For their part, Niv and others in the Israeli tech ecosystem established the Israeli Children Fund, which supports the 414 Israeli children who have lost one or both parents (all civilians) during the October 7 massacre. The fund provides up to $200,000 per child to support key life milestones, managed by an experienced grant committee in collaboration with government agencies and other nonprofits to maximize impact. “It is a springboard for life as if their parents were here,” said Niv.

Israel’s central bank predicted earlier this month that Israel’s GDP will grow at 1.5% in 2024 and 4.2% in 2025. Israel’s startup ecosystem will play an important role in the keeping the economy growing despite the ongoing war. Israel’s tech sector employs more than 14% of all workers in Israel, produces over 18% of Israel’s GDP and 30% of all tax revenues, and accounts for about 50% of Israel’s exports.

In addition to cybersecurity, key contributors to Israel’s GDP could be the Israeli startups in the sector which at present is attracting a significant share of global VC funding. The 2024 AI Index report from Stanford University placed Israel in the top spot for AI talent concentration in a geographic area. There are now hundreds of Israeli startups using AI in diverse domains such as cybersecurity, healthcare, consumer applications and data infrastructure. AI21 is a leading developer of a foundation model for generative AI, recently raising $208 million Series C, with $336 million in total funding to date. Hailo, a developer of AI chips for edge devices, recently raised $120 million at a $1.2 billion valuation. Last month, Globes reported that Hailo “could be heading for a huge Wall Street IPO.”

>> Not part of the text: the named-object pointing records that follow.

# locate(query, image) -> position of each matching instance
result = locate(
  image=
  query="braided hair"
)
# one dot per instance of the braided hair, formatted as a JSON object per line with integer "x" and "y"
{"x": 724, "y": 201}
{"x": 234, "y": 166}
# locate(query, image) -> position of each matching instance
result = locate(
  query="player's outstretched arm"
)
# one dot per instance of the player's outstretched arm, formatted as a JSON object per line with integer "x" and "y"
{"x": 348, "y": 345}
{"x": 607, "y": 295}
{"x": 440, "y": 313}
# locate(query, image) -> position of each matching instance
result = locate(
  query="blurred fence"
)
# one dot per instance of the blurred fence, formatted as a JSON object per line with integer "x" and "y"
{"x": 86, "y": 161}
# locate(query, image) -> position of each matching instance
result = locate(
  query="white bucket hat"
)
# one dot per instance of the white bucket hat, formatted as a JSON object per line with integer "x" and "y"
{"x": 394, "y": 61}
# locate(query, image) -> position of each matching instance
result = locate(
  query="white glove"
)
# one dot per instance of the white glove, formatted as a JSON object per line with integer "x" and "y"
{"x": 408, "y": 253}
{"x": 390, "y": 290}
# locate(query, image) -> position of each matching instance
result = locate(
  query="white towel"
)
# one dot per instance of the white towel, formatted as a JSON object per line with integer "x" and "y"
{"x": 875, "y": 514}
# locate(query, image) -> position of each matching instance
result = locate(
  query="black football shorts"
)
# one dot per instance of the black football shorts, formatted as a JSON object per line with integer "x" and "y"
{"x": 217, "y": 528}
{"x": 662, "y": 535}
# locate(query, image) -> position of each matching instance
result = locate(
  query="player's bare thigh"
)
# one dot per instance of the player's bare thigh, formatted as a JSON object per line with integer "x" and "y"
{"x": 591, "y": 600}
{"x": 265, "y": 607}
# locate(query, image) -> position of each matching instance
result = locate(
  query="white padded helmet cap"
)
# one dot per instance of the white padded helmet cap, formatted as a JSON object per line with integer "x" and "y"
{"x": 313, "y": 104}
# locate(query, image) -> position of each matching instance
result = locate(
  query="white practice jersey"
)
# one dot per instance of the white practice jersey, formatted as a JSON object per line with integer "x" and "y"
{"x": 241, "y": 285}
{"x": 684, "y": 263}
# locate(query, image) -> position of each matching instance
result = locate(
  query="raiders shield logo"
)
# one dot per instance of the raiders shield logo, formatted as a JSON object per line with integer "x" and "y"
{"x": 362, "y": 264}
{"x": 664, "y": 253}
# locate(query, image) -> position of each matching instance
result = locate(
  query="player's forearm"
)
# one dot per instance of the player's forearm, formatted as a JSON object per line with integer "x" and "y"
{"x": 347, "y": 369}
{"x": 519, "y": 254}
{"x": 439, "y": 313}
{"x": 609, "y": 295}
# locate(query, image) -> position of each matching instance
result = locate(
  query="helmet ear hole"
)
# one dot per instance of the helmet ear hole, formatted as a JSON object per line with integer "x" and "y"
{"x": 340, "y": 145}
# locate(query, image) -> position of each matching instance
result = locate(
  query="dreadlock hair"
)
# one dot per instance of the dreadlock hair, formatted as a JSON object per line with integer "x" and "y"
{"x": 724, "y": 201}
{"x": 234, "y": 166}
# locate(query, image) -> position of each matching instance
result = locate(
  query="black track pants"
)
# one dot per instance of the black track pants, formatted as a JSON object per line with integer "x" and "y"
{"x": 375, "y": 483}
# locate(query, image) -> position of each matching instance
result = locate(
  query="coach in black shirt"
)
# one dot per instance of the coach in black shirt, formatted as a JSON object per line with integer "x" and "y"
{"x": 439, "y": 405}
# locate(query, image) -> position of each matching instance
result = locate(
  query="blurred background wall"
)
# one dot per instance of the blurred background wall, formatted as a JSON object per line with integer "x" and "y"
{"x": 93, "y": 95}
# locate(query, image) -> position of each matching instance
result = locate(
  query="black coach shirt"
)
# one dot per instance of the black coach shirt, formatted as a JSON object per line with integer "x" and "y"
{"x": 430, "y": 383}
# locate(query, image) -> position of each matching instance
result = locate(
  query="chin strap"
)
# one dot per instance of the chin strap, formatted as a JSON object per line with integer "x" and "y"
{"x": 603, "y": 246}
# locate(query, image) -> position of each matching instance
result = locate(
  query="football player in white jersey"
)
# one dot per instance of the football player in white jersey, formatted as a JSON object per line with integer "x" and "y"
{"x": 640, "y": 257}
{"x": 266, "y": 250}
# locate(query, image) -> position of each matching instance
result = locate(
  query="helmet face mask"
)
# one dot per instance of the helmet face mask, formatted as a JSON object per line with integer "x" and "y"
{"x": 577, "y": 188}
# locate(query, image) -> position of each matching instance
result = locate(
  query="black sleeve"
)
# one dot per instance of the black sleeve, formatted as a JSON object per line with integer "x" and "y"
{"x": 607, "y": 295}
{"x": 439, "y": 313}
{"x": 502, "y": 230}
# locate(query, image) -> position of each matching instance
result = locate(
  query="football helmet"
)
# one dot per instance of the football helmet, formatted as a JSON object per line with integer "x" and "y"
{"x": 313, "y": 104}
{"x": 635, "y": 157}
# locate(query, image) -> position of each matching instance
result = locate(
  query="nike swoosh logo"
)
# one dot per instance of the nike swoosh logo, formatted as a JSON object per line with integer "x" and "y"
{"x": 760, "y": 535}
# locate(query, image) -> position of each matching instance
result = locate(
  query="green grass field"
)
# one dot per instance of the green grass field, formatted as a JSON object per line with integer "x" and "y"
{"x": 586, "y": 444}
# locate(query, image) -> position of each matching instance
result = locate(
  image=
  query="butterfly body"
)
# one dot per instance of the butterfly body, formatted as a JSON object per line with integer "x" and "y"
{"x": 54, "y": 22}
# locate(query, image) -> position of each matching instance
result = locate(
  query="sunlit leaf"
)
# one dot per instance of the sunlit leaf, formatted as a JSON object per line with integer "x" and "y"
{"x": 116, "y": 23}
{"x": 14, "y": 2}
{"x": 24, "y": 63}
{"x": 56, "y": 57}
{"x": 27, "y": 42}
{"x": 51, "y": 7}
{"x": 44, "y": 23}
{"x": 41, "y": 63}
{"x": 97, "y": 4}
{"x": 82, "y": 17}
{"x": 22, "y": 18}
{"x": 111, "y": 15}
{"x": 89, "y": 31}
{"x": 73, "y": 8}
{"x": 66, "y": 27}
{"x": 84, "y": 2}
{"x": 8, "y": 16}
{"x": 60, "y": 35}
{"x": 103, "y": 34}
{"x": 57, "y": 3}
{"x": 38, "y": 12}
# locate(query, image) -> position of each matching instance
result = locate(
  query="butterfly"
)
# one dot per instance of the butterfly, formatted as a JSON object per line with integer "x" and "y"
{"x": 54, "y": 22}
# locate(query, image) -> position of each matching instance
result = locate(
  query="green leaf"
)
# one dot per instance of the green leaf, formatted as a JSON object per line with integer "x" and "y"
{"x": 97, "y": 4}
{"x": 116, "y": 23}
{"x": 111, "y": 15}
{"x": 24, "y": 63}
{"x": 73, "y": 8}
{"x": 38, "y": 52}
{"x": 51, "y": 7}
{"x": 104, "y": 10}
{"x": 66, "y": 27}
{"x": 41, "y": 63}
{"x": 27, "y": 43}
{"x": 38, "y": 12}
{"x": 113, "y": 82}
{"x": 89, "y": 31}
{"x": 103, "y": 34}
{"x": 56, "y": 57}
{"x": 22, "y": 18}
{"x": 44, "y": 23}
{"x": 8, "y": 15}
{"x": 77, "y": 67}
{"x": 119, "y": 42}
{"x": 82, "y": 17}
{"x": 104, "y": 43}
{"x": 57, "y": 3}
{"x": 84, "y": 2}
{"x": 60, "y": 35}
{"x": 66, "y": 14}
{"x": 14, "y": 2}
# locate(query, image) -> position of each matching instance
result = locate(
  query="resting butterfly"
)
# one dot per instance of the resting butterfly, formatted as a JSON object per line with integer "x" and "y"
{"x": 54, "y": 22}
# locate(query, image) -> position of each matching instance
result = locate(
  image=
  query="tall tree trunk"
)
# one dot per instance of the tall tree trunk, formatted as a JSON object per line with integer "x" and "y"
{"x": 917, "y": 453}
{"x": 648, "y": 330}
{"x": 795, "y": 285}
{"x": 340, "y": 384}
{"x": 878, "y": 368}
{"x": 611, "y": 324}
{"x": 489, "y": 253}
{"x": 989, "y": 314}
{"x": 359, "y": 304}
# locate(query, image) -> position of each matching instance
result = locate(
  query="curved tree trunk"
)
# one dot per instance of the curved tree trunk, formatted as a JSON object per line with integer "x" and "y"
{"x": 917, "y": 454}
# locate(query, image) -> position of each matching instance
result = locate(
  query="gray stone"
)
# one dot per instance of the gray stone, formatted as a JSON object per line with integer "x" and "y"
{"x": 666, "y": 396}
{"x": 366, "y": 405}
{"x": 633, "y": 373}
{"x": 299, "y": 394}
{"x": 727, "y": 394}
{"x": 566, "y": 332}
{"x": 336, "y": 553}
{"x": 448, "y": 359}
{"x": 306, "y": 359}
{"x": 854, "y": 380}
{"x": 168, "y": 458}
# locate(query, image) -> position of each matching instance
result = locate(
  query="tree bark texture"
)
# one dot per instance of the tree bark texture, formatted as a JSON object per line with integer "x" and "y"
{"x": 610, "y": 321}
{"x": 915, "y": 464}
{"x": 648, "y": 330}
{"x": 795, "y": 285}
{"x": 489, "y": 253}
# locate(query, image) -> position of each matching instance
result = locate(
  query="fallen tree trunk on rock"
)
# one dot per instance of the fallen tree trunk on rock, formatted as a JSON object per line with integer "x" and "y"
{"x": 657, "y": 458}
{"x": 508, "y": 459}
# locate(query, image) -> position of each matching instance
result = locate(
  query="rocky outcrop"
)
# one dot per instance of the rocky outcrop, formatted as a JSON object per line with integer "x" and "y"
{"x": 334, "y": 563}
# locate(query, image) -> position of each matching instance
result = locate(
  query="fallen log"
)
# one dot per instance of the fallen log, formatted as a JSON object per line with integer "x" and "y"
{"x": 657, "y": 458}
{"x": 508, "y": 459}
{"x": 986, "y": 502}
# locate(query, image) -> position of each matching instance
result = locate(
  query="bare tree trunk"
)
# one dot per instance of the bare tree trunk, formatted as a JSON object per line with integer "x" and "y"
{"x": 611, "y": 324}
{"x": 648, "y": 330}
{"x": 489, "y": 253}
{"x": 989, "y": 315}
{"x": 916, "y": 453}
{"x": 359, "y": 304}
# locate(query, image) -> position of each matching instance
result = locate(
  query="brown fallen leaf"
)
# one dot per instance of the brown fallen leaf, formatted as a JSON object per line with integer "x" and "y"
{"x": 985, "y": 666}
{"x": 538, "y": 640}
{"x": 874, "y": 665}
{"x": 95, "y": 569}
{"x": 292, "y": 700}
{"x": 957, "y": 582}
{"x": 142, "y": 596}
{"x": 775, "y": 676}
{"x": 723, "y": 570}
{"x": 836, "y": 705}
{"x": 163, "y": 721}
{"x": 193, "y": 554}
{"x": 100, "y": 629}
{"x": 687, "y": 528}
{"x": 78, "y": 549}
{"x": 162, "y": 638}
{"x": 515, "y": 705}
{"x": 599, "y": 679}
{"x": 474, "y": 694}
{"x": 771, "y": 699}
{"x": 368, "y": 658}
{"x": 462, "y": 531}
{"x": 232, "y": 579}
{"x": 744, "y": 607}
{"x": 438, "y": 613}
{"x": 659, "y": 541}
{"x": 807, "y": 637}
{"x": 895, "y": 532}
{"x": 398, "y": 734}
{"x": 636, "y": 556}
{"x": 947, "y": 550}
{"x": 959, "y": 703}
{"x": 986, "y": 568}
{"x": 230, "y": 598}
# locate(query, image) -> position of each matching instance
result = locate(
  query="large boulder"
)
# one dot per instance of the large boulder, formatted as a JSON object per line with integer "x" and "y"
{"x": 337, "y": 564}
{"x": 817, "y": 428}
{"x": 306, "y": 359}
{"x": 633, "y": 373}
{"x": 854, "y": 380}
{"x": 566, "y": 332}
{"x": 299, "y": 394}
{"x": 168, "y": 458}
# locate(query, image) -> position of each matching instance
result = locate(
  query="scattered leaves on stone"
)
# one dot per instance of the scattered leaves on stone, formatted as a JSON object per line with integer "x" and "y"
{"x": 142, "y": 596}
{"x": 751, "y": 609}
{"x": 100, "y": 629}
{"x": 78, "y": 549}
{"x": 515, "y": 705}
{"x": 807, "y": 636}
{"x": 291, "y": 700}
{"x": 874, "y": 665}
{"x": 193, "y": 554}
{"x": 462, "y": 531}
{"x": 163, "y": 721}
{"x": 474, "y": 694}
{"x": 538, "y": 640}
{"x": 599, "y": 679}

While these and other stars of the Israeli tech landscape ensure the continued success of Israeli innovation, the war has its consequences. In addition to the continuous decline in the number of active investors in Israel, the Rise reports points to “a growing concern, especially in the last quarter… that the international isolation Israel is experiencing will hurt the high-tech sector.”

Hanan Friedman, CEO of Israel’s Bank Leumi, has an answer to investors worried about the present and future state of Israel and its startup-depended economy: “The economy continues to show good signs by international standards due to the resilience of Israeli citizens and Israeli youth… The young Israelis who returned from the war… returned to their workplaces with groundbreaking initiatives and a drive that will help propel the industry forward.”

Resilience and drive have served Israel well during the many previous crises during its 76 years of existence. Surveying the “countless daily human activities worldwide that were made routinely possible thanks to Israeli inventions,” Galit Hemi and Sophie Shulman wrote in The Israeli Mind: The Story of Israeli Innovation (2018): “Millenia-old Jewish DNA of persistence and hope, coupled by a survival instinct, a long tradition of restless learning, and a fresh and burning ethos of hard work… produced Israel’s current innovative stance.”

Speaking at the Cyber Week 2024 conference, former Israeli prime minister Naftali Bennett talked about “the single most valuable resource” that is needed in today’s tough world—people, the right kind of people. What the Israeli experience has shown since October 7 is that the young men and women of Israel are both innovative—flexible, dynamic, resourceful—and resilient, the type of young people the whole world needs today and in the future. “Israel is the breeding ground for the super entrepreneurs of the next 50 years,” said Bennett.